Dicevi di credere in Dio, anche se questo Dio era un po’ bizzarro, e forse talvolta anche antipatico. Ma, perbacco, che genio di un Dio, questa Intelligenza capace di creare cose così belle e immense e misteriose. Lo dicevi sempre.

Eppure adesso non riesci a fare la Sua volontà. Non riesci a mettere da parte la tua. E non sei solo, sai? Non ci riesce nessuno. Ma non ho mai visto uomo, sulla terra, dotato di una forza vitale come la tua.

Vedi, anche adesso, anche nel traguardo della tua esistenza (traguardo che procrastini senza spezzarti, ma come fai? come fai?), quel "quid", non saprei come chiamarlo, che sta lì dentro, da qualche parte, rannicchiato fra il corpo e la mente, continua ad animarti impedendoti l’abbandono.

L’uomo è creatura arcana, lo hai detto spesso anche tu.

E io non posso che constatare come l’istinto alla vita in te sia più forte di qualunque morte. Non c’è dolore fisico, nè certezza spirituale, che possa distrarti dall’unica tua vera tensione: la vita. Vivere, vivere a ogni costo.  Contro ogni ictus, contro ogni osso che si sbriciola come un biscotto caldo al mattino, contro la bocca che non riesce più a parlare ma che continua a smozzicare suoni sul mondo.

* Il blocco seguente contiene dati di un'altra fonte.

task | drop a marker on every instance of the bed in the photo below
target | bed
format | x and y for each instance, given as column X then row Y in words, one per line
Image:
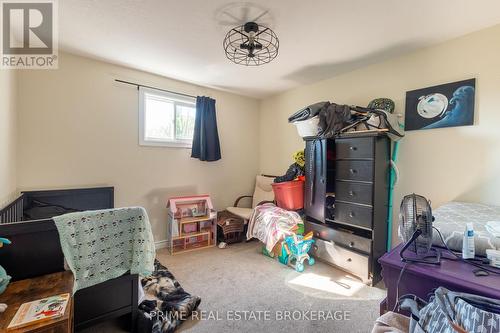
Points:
column 36, row 250
column 451, row 218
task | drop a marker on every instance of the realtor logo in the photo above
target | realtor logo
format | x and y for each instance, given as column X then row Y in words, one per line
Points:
column 29, row 38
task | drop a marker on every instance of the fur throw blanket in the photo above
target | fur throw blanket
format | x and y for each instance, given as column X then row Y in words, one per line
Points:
column 166, row 305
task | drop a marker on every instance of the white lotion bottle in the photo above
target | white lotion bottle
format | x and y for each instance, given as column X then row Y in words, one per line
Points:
column 468, row 249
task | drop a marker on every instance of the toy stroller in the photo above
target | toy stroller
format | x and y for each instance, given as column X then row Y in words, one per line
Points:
column 294, row 252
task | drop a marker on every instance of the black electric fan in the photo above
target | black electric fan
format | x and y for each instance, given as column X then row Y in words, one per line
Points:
column 415, row 228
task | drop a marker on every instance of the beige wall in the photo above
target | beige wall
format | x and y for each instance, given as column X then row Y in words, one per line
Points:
column 7, row 136
column 79, row 128
column 460, row 163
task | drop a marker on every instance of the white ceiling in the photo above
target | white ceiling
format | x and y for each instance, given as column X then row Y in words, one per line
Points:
column 318, row 38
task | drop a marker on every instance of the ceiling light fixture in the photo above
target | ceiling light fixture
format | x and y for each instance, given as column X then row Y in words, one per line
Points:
column 251, row 44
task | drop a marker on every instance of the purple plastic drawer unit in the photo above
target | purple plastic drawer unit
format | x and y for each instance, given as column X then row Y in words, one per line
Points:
column 423, row 279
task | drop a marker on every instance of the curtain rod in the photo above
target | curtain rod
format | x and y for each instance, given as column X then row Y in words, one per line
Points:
column 141, row 85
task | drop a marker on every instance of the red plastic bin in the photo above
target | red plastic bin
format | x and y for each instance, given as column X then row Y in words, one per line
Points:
column 289, row 195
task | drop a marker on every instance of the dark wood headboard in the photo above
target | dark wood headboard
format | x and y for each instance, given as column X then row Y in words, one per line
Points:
column 35, row 248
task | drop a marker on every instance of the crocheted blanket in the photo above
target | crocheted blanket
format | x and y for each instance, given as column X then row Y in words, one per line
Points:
column 271, row 224
column 104, row 244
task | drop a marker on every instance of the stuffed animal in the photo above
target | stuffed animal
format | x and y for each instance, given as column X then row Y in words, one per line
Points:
column 4, row 278
column 295, row 170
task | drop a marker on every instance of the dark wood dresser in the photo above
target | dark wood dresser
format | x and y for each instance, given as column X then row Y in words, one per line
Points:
column 346, row 201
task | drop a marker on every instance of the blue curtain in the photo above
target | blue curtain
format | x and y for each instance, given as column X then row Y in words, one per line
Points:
column 206, row 146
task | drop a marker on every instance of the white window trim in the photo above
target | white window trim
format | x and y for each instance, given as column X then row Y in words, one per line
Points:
column 178, row 100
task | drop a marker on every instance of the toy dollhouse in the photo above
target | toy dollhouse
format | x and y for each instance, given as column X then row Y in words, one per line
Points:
column 192, row 223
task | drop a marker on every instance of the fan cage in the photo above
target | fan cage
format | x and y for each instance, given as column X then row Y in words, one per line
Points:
column 416, row 214
column 265, row 37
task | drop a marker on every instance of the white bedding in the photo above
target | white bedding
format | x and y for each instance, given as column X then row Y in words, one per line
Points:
column 451, row 218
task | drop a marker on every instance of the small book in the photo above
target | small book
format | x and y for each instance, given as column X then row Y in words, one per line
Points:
column 43, row 309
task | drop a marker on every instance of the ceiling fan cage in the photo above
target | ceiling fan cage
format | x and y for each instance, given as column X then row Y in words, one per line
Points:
column 251, row 44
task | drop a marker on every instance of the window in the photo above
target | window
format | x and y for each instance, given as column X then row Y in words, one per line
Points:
column 165, row 119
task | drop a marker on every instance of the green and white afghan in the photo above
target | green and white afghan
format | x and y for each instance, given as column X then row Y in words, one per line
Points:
column 104, row 244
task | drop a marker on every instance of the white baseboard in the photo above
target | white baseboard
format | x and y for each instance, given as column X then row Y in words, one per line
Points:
column 161, row 244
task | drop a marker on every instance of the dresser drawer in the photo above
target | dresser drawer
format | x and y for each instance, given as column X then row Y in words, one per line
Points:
column 362, row 148
column 344, row 238
column 354, row 170
column 350, row 261
column 353, row 214
column 354, row 192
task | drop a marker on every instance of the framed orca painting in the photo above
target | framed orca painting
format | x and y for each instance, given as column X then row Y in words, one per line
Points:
column 446, row 105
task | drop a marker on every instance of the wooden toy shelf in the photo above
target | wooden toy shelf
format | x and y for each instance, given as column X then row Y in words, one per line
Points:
column 186, row 229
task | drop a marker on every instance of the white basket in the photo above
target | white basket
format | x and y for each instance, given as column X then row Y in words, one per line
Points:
column 309, row 127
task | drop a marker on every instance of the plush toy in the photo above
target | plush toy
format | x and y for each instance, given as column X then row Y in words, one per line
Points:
column 295, row 170
column 4, row 278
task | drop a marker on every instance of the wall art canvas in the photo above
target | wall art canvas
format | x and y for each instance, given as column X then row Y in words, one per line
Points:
column 445, row 105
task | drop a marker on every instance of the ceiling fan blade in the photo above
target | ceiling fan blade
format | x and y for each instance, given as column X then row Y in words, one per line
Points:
column 236, row 19
column 261, row 15
column 244, row 13
column 230, row 23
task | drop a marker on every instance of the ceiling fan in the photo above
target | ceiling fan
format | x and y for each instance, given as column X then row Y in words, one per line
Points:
column 248, row 42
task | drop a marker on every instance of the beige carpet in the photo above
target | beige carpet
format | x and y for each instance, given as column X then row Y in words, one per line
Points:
column 244, row 291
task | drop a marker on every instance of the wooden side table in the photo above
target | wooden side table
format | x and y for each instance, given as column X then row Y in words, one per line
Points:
column 28, row 290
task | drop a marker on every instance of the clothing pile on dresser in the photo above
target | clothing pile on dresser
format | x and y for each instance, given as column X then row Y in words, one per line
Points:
column 166, row 305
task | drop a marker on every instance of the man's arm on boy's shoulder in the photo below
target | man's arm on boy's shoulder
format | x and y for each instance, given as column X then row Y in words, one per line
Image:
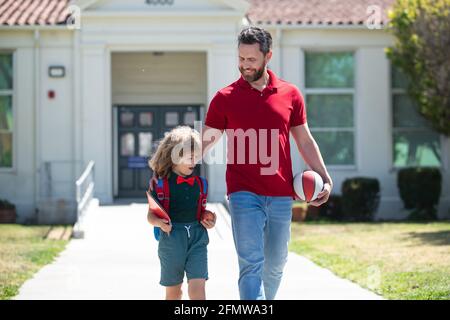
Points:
column 210, row 136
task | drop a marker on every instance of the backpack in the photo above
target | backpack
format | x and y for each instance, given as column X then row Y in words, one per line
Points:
column 163, row 194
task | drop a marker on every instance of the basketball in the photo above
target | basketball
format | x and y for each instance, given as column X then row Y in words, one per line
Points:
column 307, row 185
column 208, row 215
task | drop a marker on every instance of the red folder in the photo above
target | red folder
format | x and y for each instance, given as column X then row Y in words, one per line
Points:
column 156, row 208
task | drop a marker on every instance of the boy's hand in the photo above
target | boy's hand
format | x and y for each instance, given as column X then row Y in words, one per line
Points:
column 210, row 223
column 164, row 225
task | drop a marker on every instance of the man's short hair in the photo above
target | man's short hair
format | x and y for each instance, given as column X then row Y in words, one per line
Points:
column 252, row 34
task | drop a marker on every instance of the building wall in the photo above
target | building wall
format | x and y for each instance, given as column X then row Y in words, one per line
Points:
column 43, row 130
column 76, row 126
column 373, row 115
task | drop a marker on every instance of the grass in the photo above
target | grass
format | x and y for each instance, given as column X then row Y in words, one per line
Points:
column 395, row 260
column 23, row 251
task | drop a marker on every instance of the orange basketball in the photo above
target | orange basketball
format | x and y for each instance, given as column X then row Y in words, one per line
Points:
column 208, row 215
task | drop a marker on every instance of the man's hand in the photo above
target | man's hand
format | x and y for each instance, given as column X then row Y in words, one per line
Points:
column 153, row 181
column 164, row 225
column 208, row 224
column 323, row 196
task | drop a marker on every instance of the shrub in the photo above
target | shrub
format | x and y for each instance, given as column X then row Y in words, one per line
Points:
column 360, row 198
column 5, row 204
column 332, row 209
column 420, row 189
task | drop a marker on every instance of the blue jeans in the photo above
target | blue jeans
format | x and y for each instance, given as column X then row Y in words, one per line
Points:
column 261, row 231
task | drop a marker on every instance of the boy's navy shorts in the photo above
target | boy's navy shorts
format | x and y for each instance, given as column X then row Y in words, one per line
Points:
column 183, row 250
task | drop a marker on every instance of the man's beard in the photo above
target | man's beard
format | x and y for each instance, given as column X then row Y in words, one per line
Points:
column 256, row 76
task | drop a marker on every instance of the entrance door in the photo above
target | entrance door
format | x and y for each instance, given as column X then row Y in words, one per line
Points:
column 140, row 128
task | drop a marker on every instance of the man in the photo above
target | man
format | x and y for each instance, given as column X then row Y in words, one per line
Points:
column 260, row 204
column 264, row 109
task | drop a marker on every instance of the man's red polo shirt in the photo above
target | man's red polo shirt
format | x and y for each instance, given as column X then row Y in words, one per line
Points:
column 239, row 106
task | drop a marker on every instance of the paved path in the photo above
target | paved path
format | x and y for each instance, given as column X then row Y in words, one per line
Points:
column 118, row 259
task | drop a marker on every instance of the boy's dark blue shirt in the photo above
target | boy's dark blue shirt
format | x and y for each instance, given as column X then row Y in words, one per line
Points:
column 183, row 199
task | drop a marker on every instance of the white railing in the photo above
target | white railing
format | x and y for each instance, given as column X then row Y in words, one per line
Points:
column 84, row 193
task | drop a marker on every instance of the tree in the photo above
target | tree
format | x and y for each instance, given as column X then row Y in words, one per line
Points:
column 422, row 52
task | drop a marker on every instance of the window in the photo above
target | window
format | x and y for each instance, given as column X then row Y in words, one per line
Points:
column 6, row 111
column 329, row 90
column 415, row 143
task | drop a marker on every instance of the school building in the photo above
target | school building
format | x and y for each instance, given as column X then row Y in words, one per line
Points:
column 102, row 80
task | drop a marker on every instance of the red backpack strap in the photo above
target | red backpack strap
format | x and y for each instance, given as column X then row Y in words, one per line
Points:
column 163, row 193
column 203, row 184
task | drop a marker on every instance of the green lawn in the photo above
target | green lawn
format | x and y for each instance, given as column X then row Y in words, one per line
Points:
column 395, row 260
column 23, row 251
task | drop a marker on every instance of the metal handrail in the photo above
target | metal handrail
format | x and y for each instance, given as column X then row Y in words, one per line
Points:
column 86, row 180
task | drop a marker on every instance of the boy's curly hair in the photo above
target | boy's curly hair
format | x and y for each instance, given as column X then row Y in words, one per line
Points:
column 170, row 149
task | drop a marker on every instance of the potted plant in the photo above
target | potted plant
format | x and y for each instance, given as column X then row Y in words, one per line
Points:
column 7, row 212
column 299, row 209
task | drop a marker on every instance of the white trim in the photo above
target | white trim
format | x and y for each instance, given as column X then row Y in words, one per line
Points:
column 115, row 151
column 315, row 26
column 159, row 14
column 13, row 93
column 108, row 126
column 343, row 91
column 35, row 27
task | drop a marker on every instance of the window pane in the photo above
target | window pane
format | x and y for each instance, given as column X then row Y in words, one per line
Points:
column 145, row 119
column 126, row 178
column 126, row 119
column 171, row 118
column 6, row 119
column 5, row 150
column 406, row 114
column 331, row 110
column 145, row 144
column 127, row 144
column 398, row 79
column 417, row 148
column 189, row 118
column 329, row 70
column 5, row 71
column 336, row 147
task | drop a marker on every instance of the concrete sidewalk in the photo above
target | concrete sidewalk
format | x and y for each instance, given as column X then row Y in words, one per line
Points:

E guardo tuo figlio, e lo sento mormorarti parole d’amore.

E vedo le sue carezze su di te, povero passerotto arrabbiato, disperato, con le tue ali spezzate, arruffate, inutili ormai perché non sono quelle, le ali che devi usare adesso. Adesso devi imparare a sguainare le ali vele, quelle delle aquile che guardano il sole.

Devi fendere la vita, trapassarla balzando oltre. Non è facile, lo so. Per te poi è impossibile, caro, vecchio Highlander, reduce da mille battaglie eppure mai stanco di vivere.

Mi fa male la pancia. Mi fa male perché sento la morte accanto a te (ma perfino lei si inchina davanti a tanta tenacia, e aspetta, paziente. Tanto non ha fretta, a differenza nostra, piccole formichine affaccendate sul mondo).

Ti vedo così piccolo. Forse è per questo che i vecchi e i bambini si somigliano tutti. E che entrambi, alla fine, nel loro momento cruciale sono soli.

Ma quanto importano le carezze di tuo figlio. Come le sue parole, che ti accompagnano cercando l’appoggio per un dolce distacco.

Morire non è mai dolce. Ecco, ecco la grande prova, quella a cui dovremmo pensare ogni giorno. Il passaggio.

Non sei pronto, tu. Fa male vederti così. Ma io spero che la tua volontà si faccia piccina piccina. Spero che la tua mano si apra lasciando andare la materia di questo mondo, che stringi così forte in quel pugno tutt’ossa, incapace di distendere le dita.

Lascia andare. Ti prego.

Permetti alla morte di dare compimento alla vita.

Quel bardo è lo "spavento supremo", per tutti noi. Ma la tua anima non avrà paura, se la personalità cederà le armi dell’Io.

E sarai Noi, non più Io.

Sarà un nuovo, segreto vagabondaggio.